Balancing Specialization, Generalization, and Compression for Detection and Tracking
This work addresses the challenge of optimizing deep learning models for specific domains without overfitting or losing general capabilities, which is incremental in improving efficiency and performance in computer vision tasks.
The paper tackles the problem of specializing deep detectors and trackers for restricted settings while balancing accuracy, generalization, and compression, resulting in improved detection on VIRAT and CAVIAR datasets with unprecedented compression rates and enhanced tracking performance on the OTB2015 benchmark.
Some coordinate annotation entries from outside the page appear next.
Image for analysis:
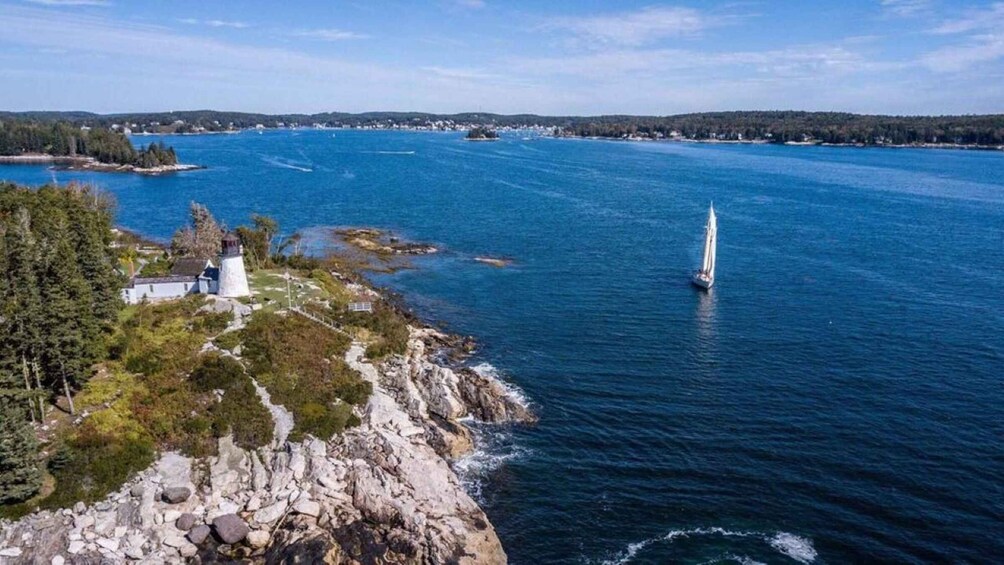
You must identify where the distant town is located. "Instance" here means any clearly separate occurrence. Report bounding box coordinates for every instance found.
[0,110,1004,149]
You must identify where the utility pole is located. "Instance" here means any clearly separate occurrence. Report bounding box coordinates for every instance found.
[286,270,293,310]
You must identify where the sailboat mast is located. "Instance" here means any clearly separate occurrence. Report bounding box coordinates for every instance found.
[706,205,718,278]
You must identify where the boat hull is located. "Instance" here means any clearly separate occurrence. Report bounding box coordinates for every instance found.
[691,273,715,290]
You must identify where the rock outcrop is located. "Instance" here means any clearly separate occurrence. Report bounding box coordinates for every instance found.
[0,329,533,564]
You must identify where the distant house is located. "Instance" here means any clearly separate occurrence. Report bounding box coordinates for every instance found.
[348,294,373,312]
[121,257,220,304]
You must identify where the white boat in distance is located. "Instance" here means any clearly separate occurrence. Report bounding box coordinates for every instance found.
[691,204,718,290]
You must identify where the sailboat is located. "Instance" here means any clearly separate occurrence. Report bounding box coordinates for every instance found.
[691,204,718,290]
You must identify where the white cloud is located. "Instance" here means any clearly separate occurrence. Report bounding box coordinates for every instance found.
[921,2,1004,72]
[544,7,721,45]
[293,28,369,41]
[510,44,908,81]
[178,18,251,29]
[882,0,931,17]
[422,66,502,80]
[932,2,1004,35]
[25,0,111,6]
[921,34,1004,72]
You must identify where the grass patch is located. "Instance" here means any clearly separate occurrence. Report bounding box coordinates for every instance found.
[213,331,241,351]
[329,301,411,359]
[242,311,371,441]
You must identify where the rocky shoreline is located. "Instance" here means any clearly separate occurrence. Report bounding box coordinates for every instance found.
[0,155,206,176]
[0,304,535,564]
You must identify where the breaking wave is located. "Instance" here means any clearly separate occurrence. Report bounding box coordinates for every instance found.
[471,361,530,406]
[453,427,530,504]
[453,362,530,504]
[602,527,816,565]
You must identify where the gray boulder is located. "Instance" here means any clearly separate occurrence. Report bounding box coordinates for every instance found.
[188,524,210,545]
[213,514,251,544]
[175,512,195,532]
[161,487,192,504]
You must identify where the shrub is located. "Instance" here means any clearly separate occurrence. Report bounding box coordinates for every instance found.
[189,353,244,392]
[212,375,272,450]
[193,312,234,335]
[41,421,155,508]
[213,331,241,351]
[242,311,371,441]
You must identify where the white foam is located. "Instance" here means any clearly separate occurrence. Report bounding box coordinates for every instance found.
[453,429,529,503]
[769,532,816,563]
[471,362,530,407]
[602,526,817,565]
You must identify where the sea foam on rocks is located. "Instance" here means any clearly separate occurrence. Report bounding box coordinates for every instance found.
[0,329,534,564]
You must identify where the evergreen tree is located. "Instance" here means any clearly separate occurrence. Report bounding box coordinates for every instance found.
[0,208,43,417]
[0,372,42,504]
[171,202,224,259]
[39,218,93,413]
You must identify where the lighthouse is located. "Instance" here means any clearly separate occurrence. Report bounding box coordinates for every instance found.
[218,233,251,298]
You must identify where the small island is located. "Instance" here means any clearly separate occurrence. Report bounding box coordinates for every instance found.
[465,125,499,142]
[0,120,203,175]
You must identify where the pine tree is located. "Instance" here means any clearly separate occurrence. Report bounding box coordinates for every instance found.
[0,208,44,417]
[0,372,42,504]
[39,224,92,413]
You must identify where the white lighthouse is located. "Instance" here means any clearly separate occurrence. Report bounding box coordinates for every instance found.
[218,233,251,298]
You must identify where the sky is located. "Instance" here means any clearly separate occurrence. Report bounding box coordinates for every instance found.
[0,0,1004,115]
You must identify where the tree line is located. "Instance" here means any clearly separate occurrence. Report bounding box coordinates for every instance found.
[0,183,121,503]
[171,202,309,271]
[0,110,1004,146]
[559,111,1004,146]
[0,119,178,169]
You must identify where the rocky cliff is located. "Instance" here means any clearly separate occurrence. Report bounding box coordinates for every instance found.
[0,329,533,564]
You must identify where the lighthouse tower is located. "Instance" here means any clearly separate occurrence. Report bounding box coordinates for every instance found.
[217,233,251,298]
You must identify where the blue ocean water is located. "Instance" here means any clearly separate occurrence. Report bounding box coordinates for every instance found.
[0,130,1004,564]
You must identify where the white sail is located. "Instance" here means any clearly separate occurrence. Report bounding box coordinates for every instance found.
[693,205,718,289]
[704,205,718,279]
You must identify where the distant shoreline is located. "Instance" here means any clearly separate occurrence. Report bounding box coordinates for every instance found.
[566,135,1004,152]
[0,154,206,176]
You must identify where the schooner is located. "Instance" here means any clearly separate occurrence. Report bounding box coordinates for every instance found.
[691,204,718,290]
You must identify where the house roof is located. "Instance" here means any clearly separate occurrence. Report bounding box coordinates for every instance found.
[171,257,211,277]
[131,275,196,288]
[199,267,220,281]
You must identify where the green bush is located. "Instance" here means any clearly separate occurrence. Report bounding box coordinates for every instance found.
[213,331,241,351]
[41,423,155,508]
[212,375,273,450]
[242,311,371,441]
[193,312,234,335]
[189,353,245,392]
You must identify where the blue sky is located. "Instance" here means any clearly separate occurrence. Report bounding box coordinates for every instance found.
[0,0,1004,114]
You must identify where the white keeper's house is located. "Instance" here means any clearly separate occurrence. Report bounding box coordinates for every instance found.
[121,234,251,304]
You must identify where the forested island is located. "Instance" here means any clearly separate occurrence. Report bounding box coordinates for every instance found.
[467,125,499,142]
[0,183,535,565]
[0,117,191,173]
[0,110,1004,149]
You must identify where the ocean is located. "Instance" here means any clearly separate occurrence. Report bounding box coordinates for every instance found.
[0,130,1004,565]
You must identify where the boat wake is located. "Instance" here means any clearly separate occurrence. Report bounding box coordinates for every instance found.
[261,156,313,173]
[602,527,816,565]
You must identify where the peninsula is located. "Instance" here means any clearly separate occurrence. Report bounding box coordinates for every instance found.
[7,110,1004,150]
[0,188,535,565]
[0,117,202,175]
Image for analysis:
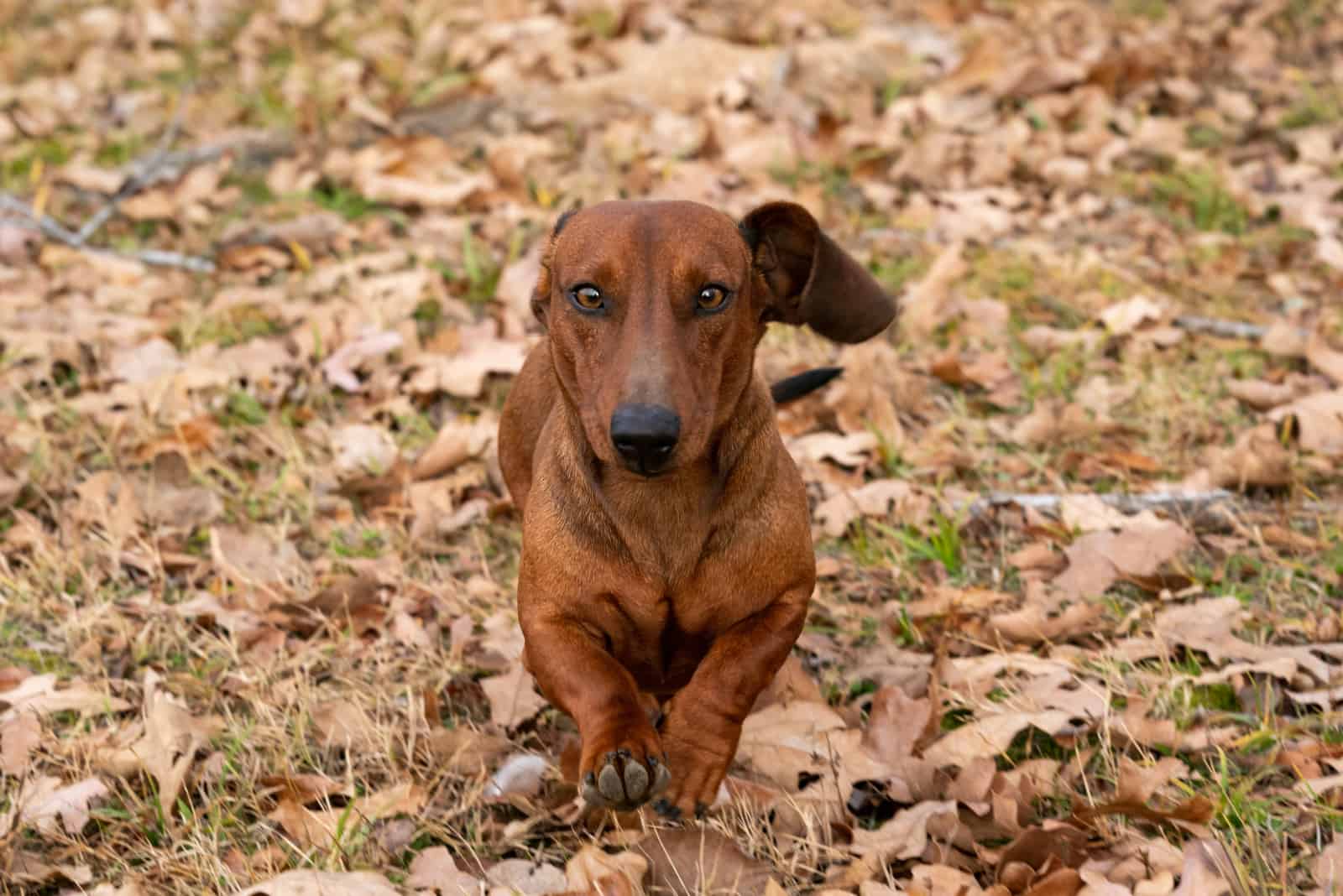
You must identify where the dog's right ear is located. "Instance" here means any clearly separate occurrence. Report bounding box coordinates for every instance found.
[532,208,577,327]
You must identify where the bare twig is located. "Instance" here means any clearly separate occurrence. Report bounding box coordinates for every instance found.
[76,96,186,246]
[969,488,1236,517]
[0,193,215,273]
[1175,314,1267,342]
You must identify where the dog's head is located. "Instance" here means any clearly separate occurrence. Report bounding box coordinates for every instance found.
[532,201,896,477]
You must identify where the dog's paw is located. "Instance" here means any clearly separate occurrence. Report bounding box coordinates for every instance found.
[653,703,740,820]
[582,728,672,811]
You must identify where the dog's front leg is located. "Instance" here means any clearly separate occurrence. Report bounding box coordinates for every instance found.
[520,601,672,810]
[654,585,811,818]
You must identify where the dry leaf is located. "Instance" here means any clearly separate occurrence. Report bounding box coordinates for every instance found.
[405,847,481,896]
[634,827,770,896]
[8,775,112,837]
[924,710,1072,768]
[485,858,568,896]
[564,845,649,896]
[853,802,956,862]
[1100,295,1166,336]
[99,674,223,818]
[0,672,130,721]
[1269,389,1343,457]
[481,661,546,728]
[0,712,42,778]
[332,425,400,480]
[321,330,405,392]
[238,869,398,896]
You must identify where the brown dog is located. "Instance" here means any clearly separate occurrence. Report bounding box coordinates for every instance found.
[499,201,895,815]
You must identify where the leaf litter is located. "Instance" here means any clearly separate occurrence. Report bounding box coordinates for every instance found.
[0,0,1343,896]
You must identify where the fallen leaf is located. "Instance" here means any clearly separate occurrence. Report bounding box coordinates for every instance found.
[411,416,499,480]
[10,775,112,837]
[482,753,551,800]
[238,869,398,896]
[0,672,130,721]
[481,661,546,730]
[813,480,932,538]
[900,242,969,336]
[311,701,384,753]
[564,844,649,896]
[0,712,42,779]
[1305,330,1343,386]
[405,847,481,896]
[405,339,526,399]
[1198,424,1292,491]
[321,330,405,393]
[634,827,770,896]
[1100,295,1166,336]
[924,710,1073,768]
[1269,389,1343,457]
[853,802,956,862]
[99,674,223,818]
[1050,515,1194,600]
[267,784,428,849]
[1171,840,1231,896]
[788,432,878,466]
[332,425,400,480]
[485,858,568,896]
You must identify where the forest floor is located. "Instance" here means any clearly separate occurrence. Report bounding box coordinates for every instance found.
[0,0,1343,896]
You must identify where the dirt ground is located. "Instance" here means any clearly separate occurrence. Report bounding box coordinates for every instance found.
[0,0,1343,896]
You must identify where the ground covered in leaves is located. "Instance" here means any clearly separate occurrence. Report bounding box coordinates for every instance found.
[0,0,1343,896]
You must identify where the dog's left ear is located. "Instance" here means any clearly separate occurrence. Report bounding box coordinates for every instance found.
[741,202,896,342]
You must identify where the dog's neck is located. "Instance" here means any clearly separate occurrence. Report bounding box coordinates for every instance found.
[553,376,774,589]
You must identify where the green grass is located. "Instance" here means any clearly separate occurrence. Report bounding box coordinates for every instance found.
[1278,87,1343,130]
[1151,168,1249,236]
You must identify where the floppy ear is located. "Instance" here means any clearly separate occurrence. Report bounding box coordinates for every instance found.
[532,208,577,327]
[741,202,896,342]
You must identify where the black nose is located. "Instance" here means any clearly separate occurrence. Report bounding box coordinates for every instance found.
[611,404,681,477]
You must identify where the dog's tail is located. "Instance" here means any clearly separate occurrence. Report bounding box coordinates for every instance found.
[770,367,844,405]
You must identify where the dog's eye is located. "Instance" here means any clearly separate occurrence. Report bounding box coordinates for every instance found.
[569,283,606,311]
[694,284,728,311]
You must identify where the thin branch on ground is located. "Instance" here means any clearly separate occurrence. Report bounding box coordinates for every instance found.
[969,488,1236,518]
[0,193,215,273]
[1175,314,1309,342]
[76,94,186,246]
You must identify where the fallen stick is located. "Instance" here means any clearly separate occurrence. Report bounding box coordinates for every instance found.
[969,488,1236,517]
[0,193,215,273]
[1175,314,1267,342]
[76,96,186,246]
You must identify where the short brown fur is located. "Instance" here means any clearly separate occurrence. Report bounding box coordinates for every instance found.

We propose a method for specializing deep detectors and trackers to restricted settings. Our approach is designed with the following goals in mind: (a) Improving accuracy in restricted domains; (b) preventing overfitting to new domains and forgetting of generalized capabilities; (c) aggressive model compression and acceleration. To this end, we propose a novel loss that balances compression and acceleration of a deep learning model vs. loss of generalization capabilities. We apply our method to the existing tracker and detector models. We report detection results on the VIRAT and CAVIAR data sets. These results show our method to offer unprecedented compression rates along with improved detection. We apply our loss for tracker compression at test time, as it processes each video. Our tests on the OTB2015 benchmark show that applying compression during test time actually improves tracking performance.